I've often heard people say things like "he just won't listen!" but I always wonder why people don't make less emphatic statements and ask more questions. Sometimes, when you ask someone what their take is on something, they will start to tell you and then realise there is no solid basis for what they are saying and become less unwilling to hear one out. Asking questions that require more than a 'yes' or a 'no' in reply gives the questioner an opportunity to evaluate an alternative viewpoint, learn what misconceptions are being held and put the conversation on an exchange basis rather than a one-way tirade. Sometimes we are so keen to get our point across that we ride roughshod over one another but we can all learn to communicate better with a little encouragement. I agree with you, though, that "You never listen" can frequently be interpreted as "You refuse to agree with me and I don't like it."
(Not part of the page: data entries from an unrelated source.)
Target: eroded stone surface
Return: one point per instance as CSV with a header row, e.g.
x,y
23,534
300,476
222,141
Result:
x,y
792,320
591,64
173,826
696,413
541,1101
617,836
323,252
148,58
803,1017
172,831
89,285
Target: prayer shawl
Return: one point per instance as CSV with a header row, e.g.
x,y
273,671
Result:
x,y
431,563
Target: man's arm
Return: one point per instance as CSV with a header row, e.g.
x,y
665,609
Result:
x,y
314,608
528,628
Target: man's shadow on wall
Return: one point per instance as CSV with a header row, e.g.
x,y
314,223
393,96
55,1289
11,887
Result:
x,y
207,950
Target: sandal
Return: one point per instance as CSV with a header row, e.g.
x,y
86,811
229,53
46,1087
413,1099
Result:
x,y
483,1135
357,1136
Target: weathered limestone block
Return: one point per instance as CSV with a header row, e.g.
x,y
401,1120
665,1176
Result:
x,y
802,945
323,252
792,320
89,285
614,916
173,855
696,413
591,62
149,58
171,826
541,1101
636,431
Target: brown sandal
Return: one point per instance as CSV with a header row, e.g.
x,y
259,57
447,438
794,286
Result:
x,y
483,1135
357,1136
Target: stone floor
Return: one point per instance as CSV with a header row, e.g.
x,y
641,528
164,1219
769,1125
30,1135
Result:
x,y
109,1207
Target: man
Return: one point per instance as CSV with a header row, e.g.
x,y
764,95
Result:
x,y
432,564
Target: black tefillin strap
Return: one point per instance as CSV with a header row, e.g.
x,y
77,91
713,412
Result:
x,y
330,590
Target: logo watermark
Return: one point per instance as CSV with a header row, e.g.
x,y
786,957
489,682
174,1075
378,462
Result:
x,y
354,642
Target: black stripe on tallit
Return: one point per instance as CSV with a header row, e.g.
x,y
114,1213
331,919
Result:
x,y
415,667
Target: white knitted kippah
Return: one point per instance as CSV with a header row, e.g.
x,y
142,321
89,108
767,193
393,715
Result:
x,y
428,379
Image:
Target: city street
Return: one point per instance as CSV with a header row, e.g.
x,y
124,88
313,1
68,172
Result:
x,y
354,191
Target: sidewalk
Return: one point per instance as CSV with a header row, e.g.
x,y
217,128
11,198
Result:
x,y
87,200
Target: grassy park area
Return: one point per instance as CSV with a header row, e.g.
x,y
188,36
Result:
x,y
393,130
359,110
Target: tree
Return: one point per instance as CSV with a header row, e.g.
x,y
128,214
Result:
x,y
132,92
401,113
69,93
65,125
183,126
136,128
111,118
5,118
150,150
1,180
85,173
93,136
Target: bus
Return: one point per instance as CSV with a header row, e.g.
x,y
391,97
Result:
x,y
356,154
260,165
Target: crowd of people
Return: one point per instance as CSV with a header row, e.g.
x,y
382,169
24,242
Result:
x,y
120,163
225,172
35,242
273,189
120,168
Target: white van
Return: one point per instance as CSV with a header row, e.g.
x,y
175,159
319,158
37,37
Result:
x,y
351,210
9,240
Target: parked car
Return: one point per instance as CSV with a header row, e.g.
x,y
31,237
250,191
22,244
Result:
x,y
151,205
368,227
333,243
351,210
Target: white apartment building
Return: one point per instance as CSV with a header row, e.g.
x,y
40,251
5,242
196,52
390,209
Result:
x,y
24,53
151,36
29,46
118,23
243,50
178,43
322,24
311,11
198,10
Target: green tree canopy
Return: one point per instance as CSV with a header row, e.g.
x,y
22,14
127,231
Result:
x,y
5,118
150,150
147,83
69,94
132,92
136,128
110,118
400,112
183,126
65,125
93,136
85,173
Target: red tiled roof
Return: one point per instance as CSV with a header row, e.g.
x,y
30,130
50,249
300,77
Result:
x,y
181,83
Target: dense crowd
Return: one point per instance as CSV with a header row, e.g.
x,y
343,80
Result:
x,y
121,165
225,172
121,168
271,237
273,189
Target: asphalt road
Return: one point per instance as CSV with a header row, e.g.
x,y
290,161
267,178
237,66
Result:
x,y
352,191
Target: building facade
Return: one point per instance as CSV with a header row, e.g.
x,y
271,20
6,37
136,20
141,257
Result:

This is interesting. I broadly agree that the term 'you just don't listen' is general not very useful in meaningful discussion. It usually really means 'you don't agree with me, when I think you should', The only proviso I would make is that in the current extremely polarised situation regarding politics and culture, adherents of certain types of ideology are more than likely actually *literally* 'not listening' to opposing viewpoints - they are performing the equivalent of what you did as a kid when you stuck your fingers in your ears and hummed to block out things you didn't like. An example would be followers of the 'transgender' cult who just go on repeating 'transwomen are women' robotically, regardless of the arguments people are trying to present to them. Also, I would suspect it's mainly adherents of extreme (mostly leftist) movements who will use the phrase 'you are not listening' of people whose views they dislike, simply as part of the strategy of depicting their opponents as 'fascists' who are beyond the pale and should therefore be 'cancelled'. (By the way, shouldn't it be 'condescend TO or TOWARDS'? I don't think you can 'condescend someone' - condescend is surely an intransitive verb?)